The story about Romney's tenure at Bain and his
inconsistencies lies about when he left is a very, very big deal. This should be self-evident, but in case it's not, let me be specific. The core of Romney's campaign is that he can jumpstart the economy in ways Barack Obama cannot. He points to his time and successes at Bain Capital as evidence of his ability to lead. But those successes did not build the economy at all. They made really large profits for investors, but they left thousands out of work as jobs were shipped overseas or just eliminated altogether, forever.
One might think that a seasoned reporter like Andrea Mitchell (aka Mrs. Greenspan) might be really concerned about those lies, because well, aren't journalists supposed to be interested in truth? Please, don't bury me in your laughter.
In Mrs. Greenspan's case, it would appear that she is more interested in rehabilitating the notion of outsourcing than she is in actually looking at the snake oil the current presumptive Republican nominee is selling.
MITCHELL: What do you think the larger import of this is? In terms of Mitt Romney's career at Bain, what it says about himself. What are you trying to suggest, if in fact, he was in some role at Bain according to the SEC filings four years beyond when he says he left for all intents and purposes to go to the Olympics? What is the larger point, in terms of his qualification to be President?
In case that question isn't answered in anyone's mind, please refer to the first paragraph of this post. Really? Shorter Andrea Mitchell: So he lied?

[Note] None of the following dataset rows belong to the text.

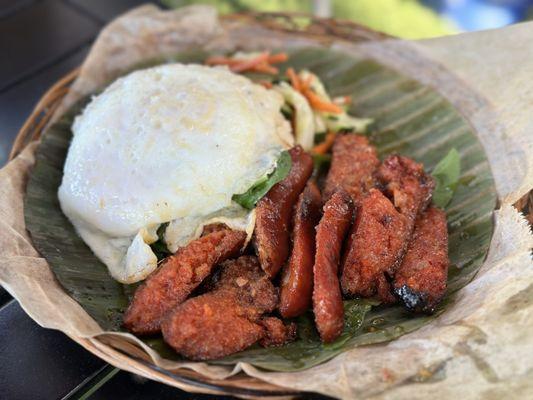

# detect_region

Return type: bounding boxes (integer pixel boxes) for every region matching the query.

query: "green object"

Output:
[162,0,457,39]
[150,222,172,260]
[232,151,292,210]
[24,48,496,371]
[431,149,461,208]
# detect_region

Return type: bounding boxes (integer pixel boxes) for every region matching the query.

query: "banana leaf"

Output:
[25,48,496,371]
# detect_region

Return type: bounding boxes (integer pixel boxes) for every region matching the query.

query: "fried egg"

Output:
[58,64,293,283]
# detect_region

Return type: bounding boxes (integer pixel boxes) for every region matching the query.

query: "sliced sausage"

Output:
[279,181,322,318]
[254,146,313,278]
[313,191,354,342]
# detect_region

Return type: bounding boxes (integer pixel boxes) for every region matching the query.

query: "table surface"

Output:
[0,0,314,400]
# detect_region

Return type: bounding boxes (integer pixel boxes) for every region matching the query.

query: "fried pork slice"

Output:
[279,181,322,318]
[376,155,435,228]
[313,191,353,342]
[254,146,313,278]
[341,189,409,303]
[161,256,283,360]
[324,134,379,202]
[124,229,246,335]
[393,207,449,313]
[259,317,296,347]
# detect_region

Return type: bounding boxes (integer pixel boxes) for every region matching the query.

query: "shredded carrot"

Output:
[302,89,343,114]
[311,132,337,154]
[251,63,278,75]
[268,53,289,64]
[205,56,238,65]
[287,68,302,92]
[230,53,269,72]
[287,68,343,114]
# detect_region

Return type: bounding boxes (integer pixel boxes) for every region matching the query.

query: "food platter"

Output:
[10,10,510,395]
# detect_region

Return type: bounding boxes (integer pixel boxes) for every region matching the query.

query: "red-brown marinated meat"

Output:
[377,155,435,227]
[259,317,296,347]
[393,207,449,313]
[324,135,379,202]
[254,146,313,278]
[124,229,246,335]
[161,256,278,360]
[313,190,353,342]
[279,181,322,318]
[341,189,409,303]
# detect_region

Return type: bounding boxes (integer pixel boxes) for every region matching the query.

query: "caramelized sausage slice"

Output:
[313,191,353,342]
[161,256,283,360]
[393,207,449,313]
[279,181,322,318]
[341,189,409,303]
[124,229,246,335]
[324,134,379,202]
[254,146,313,278]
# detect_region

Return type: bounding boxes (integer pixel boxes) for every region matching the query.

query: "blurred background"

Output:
[162,0,533,39]
[0,0,533,400]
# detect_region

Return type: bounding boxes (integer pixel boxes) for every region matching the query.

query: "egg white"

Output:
[58,64,292,283]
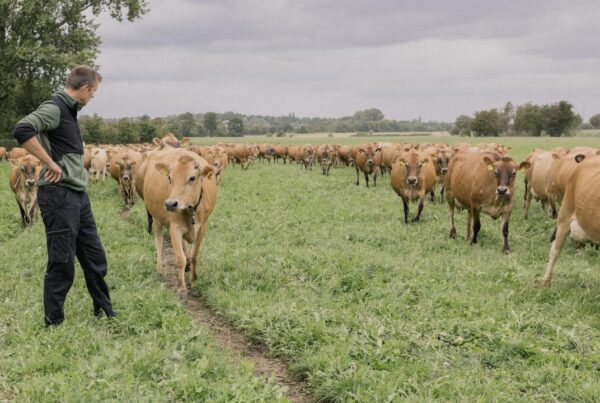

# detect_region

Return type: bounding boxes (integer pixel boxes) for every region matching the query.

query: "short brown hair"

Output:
[67,64,102,90]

Why does that matter?
Stephanie Cutter answers pretty clearly. Again, refer to paragraph one of this post. That's followed by Ben LaBolt patiently explaining that it really does matter because President Obama's plan for the country is to reward companies for bringing jobs back to the United States, whereas Romney's rewards outsourcing. To which the intrepid Mrs. Greenspan asks this:
MITCHELL: Do you think outsourcing is a bad thing for the economy? Do you reject the suggestion that outsourcing is part of the normal ebb and flow of global trade, that it helps farmers in Iowa as much as it helps some auto workers in some cases?
The campaign's answer was to point out that we can either join a race to the bottom or lead a race to the top. It was a good one, but REALLY?

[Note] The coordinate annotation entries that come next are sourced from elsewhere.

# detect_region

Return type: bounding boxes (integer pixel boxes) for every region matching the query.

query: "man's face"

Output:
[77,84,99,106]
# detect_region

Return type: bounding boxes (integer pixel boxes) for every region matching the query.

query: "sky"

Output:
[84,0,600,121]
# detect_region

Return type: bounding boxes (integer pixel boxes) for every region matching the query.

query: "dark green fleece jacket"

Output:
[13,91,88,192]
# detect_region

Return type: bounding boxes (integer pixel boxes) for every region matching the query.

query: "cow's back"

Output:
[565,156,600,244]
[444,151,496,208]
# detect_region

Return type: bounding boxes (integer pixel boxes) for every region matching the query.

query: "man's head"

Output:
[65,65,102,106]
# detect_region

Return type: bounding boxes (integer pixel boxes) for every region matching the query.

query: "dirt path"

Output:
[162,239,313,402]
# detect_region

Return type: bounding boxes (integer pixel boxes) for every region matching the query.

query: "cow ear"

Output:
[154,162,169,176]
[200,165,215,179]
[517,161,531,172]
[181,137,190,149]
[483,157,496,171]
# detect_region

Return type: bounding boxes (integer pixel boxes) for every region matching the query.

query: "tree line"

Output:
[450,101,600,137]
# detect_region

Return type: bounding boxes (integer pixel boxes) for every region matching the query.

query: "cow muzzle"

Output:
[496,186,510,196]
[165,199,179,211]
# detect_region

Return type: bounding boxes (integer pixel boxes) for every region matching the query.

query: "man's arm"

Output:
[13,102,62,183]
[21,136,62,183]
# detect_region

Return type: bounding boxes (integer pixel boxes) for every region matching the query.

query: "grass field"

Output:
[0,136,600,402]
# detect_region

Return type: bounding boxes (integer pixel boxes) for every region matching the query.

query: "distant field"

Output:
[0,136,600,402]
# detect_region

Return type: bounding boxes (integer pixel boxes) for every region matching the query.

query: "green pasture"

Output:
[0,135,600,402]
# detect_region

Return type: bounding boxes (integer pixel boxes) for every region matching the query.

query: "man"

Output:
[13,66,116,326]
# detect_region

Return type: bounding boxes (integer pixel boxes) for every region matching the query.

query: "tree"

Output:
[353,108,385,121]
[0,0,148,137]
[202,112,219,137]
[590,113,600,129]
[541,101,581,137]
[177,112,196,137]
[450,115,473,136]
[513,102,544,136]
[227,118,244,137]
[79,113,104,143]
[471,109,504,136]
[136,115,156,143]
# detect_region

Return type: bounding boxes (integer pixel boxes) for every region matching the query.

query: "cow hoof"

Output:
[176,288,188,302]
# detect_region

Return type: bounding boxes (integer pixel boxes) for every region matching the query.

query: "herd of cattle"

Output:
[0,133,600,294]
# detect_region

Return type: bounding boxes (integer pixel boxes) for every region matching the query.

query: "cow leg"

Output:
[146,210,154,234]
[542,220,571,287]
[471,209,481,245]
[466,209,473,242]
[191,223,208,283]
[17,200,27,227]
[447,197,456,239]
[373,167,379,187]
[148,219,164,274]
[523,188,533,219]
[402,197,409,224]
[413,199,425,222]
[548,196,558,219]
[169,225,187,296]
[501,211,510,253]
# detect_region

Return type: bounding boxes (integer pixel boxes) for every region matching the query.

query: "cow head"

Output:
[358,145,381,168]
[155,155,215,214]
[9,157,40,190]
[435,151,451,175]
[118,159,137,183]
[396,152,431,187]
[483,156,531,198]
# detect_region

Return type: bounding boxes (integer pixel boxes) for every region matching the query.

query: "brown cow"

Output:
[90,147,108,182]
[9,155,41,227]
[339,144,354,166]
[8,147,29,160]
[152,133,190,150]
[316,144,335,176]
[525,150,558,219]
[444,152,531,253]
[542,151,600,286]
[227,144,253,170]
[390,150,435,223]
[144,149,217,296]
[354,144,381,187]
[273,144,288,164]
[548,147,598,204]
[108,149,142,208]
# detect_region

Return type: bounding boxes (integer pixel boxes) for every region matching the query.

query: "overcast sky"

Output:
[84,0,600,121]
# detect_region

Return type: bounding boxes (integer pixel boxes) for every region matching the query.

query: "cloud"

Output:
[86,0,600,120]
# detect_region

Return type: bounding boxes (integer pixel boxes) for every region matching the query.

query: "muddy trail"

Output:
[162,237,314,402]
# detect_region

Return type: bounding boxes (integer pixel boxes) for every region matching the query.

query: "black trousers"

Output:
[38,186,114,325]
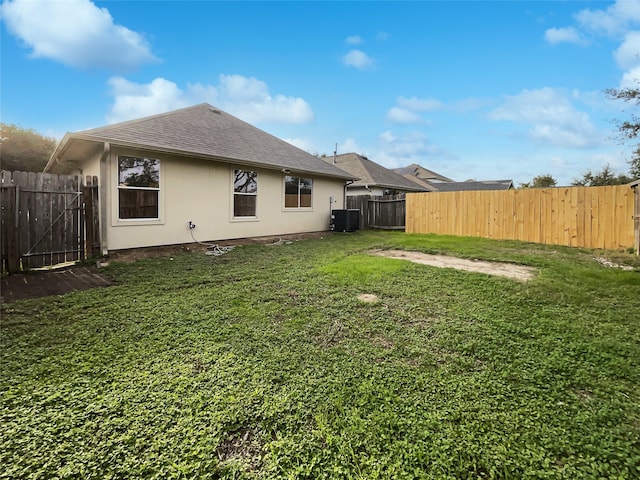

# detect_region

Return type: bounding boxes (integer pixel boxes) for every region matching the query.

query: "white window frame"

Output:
[115,154,162,223]
[231,167,258,222]
[282,175,315,211]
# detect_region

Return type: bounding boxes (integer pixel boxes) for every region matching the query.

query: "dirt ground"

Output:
[371,250,536,282]
[104,232,330,262]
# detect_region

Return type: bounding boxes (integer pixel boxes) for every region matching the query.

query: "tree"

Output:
[605,88,640,180]
[520,174,558,188]
[571,164,633,187]
[0,123,56,172]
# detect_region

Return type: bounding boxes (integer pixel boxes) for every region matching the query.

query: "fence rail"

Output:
[0,171,99,273]
[406,185,634,249]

Do you think outsourcing is a bad thing for the economy? The magical economy with magical markets that doesn't give one rat's @ss about whether or not that family of four has to go on food stamps because the jobs moved overseas, or whether the only people who can actually afford a home are zillionaires?
Are we supposed to just overlook the care with which Mitt Romney has disguised his Bain career to deny involvement with outsourcing -- to the point of trying to bully a national news publication -- in order to have a meta discussion about outsourcing as a good or bad thing?
If we make stuff, the country (and the economy) does better. Forget all the argle bargle about "ebbs and flows." People work, they spend, the economy grows. When the work dries up, so does the economy. More to the point, this is about whether Mitt Romney LIED -- said things that were untrue -- in order to advance his ambitions for the White House.
Please, Mrs. Greenspan. Can we possibly pay attention long enough to look at what the candidate is doing rather than defending outsourcing as a global economic "good thing"?
Grrrrr. At the risk of sounding cliche´, this is why we can't have nice things.
One more time: Romney is lying. Either he was involved in outsourcing jobs and is lying to all of us, or he wasn't, and he lied to the SEC. That is a BFD, global economy or not.